The sequence of events that leads to laryngeal and upper tracheal stenosis in adults involves ulceration of the mucosa and cartilage, inflammatory reactions with associated granulation tissue, fibrous tissue formation, and contraction of fibrous scar tissue. Capillary perfusion pressure is a crucial consideration in mucosal injury, and mucosal ischemia is produced by direct contact with an endotracheal tube segment or by an increase in the pressure in the tube cuff.
Ulceration is the earliest laryngotracheal injury that is produced by an endotracheal tube (see the images below). Ulcer healing involves regeneration of the epithelium (primary healing) or repair (secondary healing). If the regenerated epithelium fails to cover the granulation tissue (ie, pseudopapillary or nodular granulation tissue), the growth of the granulation tissue becomes exaggerated. After weeks or months, the once-vascular tissue becomes an almost avascular scar that contains only a few widely separated blood vessels.

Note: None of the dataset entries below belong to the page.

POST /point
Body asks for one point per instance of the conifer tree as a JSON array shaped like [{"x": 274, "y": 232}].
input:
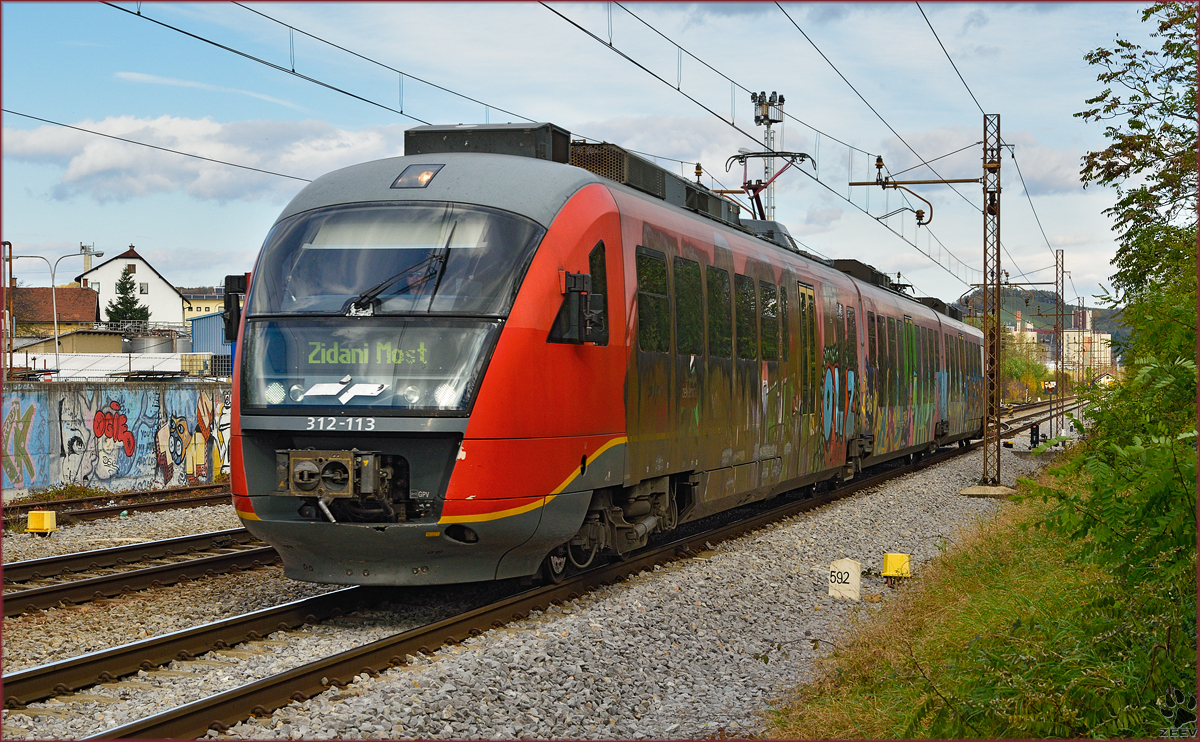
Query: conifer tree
[{"x": 125, "y": 306}]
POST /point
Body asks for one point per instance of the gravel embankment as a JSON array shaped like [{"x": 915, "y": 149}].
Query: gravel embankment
[
  {"x": 54, "y": 634},
  {"x": 183, "y": 682},
  {"x": 109, "y": 532},
  {"x": 672, "y": 653},
  {"x": 676, "y": 653}
]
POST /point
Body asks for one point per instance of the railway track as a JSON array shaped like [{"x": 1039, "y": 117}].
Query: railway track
[
  {"x": 273, "y": 692},
  {"x": 264, "y": 695},
  {"x": 94, "y": 508},
  {"x": 77, "y": 578}
]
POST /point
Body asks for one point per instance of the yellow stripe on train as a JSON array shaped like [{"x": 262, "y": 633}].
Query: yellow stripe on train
[{"x": 537, "y": 503}]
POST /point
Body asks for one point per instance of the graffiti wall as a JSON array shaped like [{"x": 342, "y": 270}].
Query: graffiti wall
[{"x": 113, "y": 436}]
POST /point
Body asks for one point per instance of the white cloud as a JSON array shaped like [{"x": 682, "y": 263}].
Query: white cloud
[
  {"x": 154, "y": 79},
  {"x": 822, "y": 216},
  {"x": 109, "y": 171},
  {"x": 1047, "y": 169}
]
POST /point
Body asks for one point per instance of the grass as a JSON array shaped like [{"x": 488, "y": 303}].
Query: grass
[{"x": 907, "y": 657}]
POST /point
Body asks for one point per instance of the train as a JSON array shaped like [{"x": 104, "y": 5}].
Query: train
[{"x": 509, "y": 354}]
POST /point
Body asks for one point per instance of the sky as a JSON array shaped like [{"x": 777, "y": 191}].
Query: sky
[{"x": 119, "y": 70}]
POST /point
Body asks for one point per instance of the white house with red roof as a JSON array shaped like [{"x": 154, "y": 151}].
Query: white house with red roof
[{"x": 149, "y": 287}]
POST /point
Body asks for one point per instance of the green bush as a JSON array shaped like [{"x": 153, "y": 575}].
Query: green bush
[{"x": 1120, "y": 659}]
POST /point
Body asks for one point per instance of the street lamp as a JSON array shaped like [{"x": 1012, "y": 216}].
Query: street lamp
[{"x": 54, "y": 298}]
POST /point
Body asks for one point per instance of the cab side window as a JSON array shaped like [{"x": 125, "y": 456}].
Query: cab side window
[{"x": 598, "y": 267}]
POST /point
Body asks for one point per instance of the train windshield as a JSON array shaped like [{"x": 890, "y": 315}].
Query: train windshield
[
  {"x": 375, "y": 365},
  {"x": 394, "y": 258}
]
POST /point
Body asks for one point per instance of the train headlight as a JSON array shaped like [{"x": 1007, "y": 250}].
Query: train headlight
[{"x": 447, "y": 396}]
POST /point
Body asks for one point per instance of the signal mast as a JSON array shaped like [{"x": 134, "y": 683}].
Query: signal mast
[{"x": 768, "y": 111}]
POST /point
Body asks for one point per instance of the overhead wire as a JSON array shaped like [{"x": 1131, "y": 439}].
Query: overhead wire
[
  {"x": 377, "y": 63},
  {"x": 165, "y": 149},
  {"x": 265, "y": 63},
  {"x": 357, "y": 54},
  {"x": 949, "y": 58},
  {"x": 754, "y": 138},
  {"x": 731, "y": 81},
  {"x": 1012, "y": 153},
  {"x": 443, "y": 88},
  {"x": 936, "y": 159}
]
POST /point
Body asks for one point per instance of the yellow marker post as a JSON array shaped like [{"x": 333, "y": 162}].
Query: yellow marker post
[
  {"x": 42, "y": 522},
  {"x": 895, "y": 566}
]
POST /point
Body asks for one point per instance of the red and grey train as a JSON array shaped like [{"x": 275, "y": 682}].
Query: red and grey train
[{"x": 507, "y": 353}]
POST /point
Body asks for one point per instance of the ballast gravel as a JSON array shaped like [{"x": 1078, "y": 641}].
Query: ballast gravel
[
  {"x": 696, "y": 648},
  {"x": 106, "y": 533},
  {"x": 676, "y": 652},
  {"x": 102, "y": 707},
  {"x": 54, "y": 634}
]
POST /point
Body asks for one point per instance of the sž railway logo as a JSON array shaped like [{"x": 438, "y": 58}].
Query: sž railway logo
[{"x": 345, "y": 390}]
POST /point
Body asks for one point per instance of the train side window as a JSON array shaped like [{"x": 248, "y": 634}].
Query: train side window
[
  {"x": 881, "y": 376},
  {"x": 785, "y": 329},
  {"x": 959, "y": 359},
  {"x": 852, "y": 345},
  {"x": 814, "y": 357},
  {"x": 802, "y": 292},
  {"x": 923, "y": 355},
  {"x": 937, "y": 363},
  {"x": 954, "y": 364},
  {"x": 598, "y": 265},
  {"x": 893, "y": 366},
  {"x": 747, "y": 317},
  {"x": 720, "y": 334},
  {"x": 871, "y": 358},
  {"x": 768, "y": 318},
  {"x": 689, "y": 307},
  {"x": 921, "y": 364},
  {"x": 653, "y": 303},
  {"x": 910, "y": 361}
]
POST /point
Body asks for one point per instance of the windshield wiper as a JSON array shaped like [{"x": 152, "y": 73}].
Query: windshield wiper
[
  {"x": 439, "y": 258},
  {"x": 365, "y": 299}
]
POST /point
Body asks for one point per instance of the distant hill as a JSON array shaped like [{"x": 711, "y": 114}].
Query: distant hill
[{"x": 1036, "y": 303}]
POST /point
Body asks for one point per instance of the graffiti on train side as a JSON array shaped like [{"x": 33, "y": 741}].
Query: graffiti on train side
[{"x": 114, "y": 437}]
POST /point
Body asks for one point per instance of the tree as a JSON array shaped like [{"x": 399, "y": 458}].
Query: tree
[
  {"x": 1150, "y": 106},
  {"x": 125, "y": 306}
]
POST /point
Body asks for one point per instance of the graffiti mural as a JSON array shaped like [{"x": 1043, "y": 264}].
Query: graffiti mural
[{"x": 113, "y": 436}]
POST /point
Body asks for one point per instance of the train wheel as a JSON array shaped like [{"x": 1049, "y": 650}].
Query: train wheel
[
  {"x": 553, "y": 567},
  {"x": 582, "y": 558},
  {"x": 672, "y": 519}
]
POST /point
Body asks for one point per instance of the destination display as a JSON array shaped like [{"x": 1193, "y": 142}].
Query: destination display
[{"x": 384, "y": 363}]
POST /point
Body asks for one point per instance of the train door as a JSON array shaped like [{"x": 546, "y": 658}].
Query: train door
[
  {"x": 789, "y": 377},
  {"x": 809, "y": 449},
  {"x": 870, "y": 381},
  {"x": 851, "y": 375},
  {"x": 689, "y": 355},
  {"x": 651, "y": 398},
  {"x": 771, "y": 352},
  {"x": 747, "y": 383},
  {"x": 717, "y": 399}
]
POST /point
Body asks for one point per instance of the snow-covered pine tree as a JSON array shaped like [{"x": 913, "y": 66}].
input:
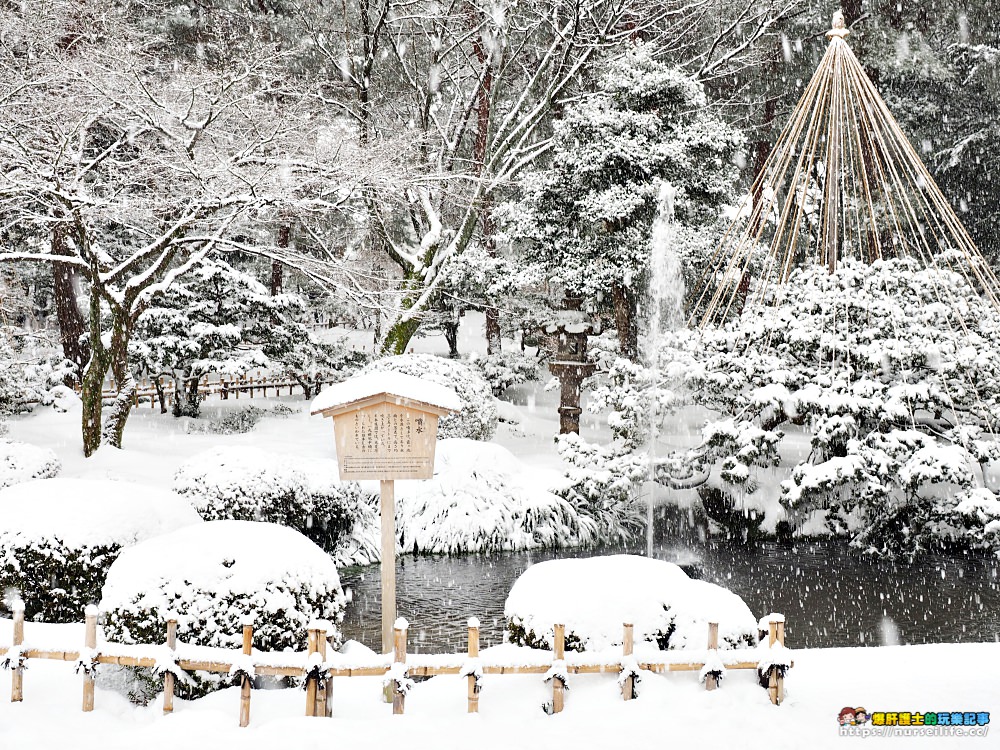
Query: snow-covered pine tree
[
  {"x": 884, "y": 379},
  {"x": 223, "y": 320},
  {"x": 588, "y": 215}
]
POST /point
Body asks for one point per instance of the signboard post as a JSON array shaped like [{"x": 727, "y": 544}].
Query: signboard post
[{"x": 385, "y": 427}]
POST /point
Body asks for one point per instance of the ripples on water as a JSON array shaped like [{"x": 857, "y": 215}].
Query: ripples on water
[{"x": 830, "y": 595}]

Goiter -associated tracheal compression is demonstrated in the images below.
The most common cause of laryngotracheal stenosis continues to be trauma, which can be internal (eg, resulting from prolonged endotracheal intubation, tracheotomy, surgery, irradiation, or endotracheal burns) or external (eg, blunt or penetrating neck trauma). Of these causes, it has been the authors’ experiences that prolonged endotracheal intubation is the leading cause of laryngotracheal stenosis, and this condition occurs mainly in patients with multiple trauma or in those who have undergone cardiovascular surgery. [1]
In 1880, William MacEwen first reported endotracheal intubation for anesthesia, [2] and in 1969, Lindholm reported injuries to the larynx and trachea after intubation for this purpose. [3] The current use of high-volume, low-pressure cuffs has almost eliminated the tracheal lesions that are caused by pressure from the cuff of the endotracheal tube. However, the number of intensive care patients who require intubation and artificial ventilation has increased dramatically.
Freitag and colleagues proposed a new classification method that is based on a detailed description of the type, location, and degree of the airway stenoses. [4] The type of stenoses includes the 2 groups structural stenosis and dynamic stenosis.
Structural stenosis includes stenosis due to all types of exophytic intraluminal malignant or benign tumors and granulation tissue; extrinsic compression; narrowing due to airway distortion, kinking, bending, or buckling; and shrinking or scarring (eg, postintubation stenosis).
Dynamic (functional) stenosis includes triangular-shaped or tent-shaped airway, in which cartilage is damaged, as well as inward bulging of the floppy posterior membrane
The degree of stenosis is assigned by a numerical code, as noted in Table 1.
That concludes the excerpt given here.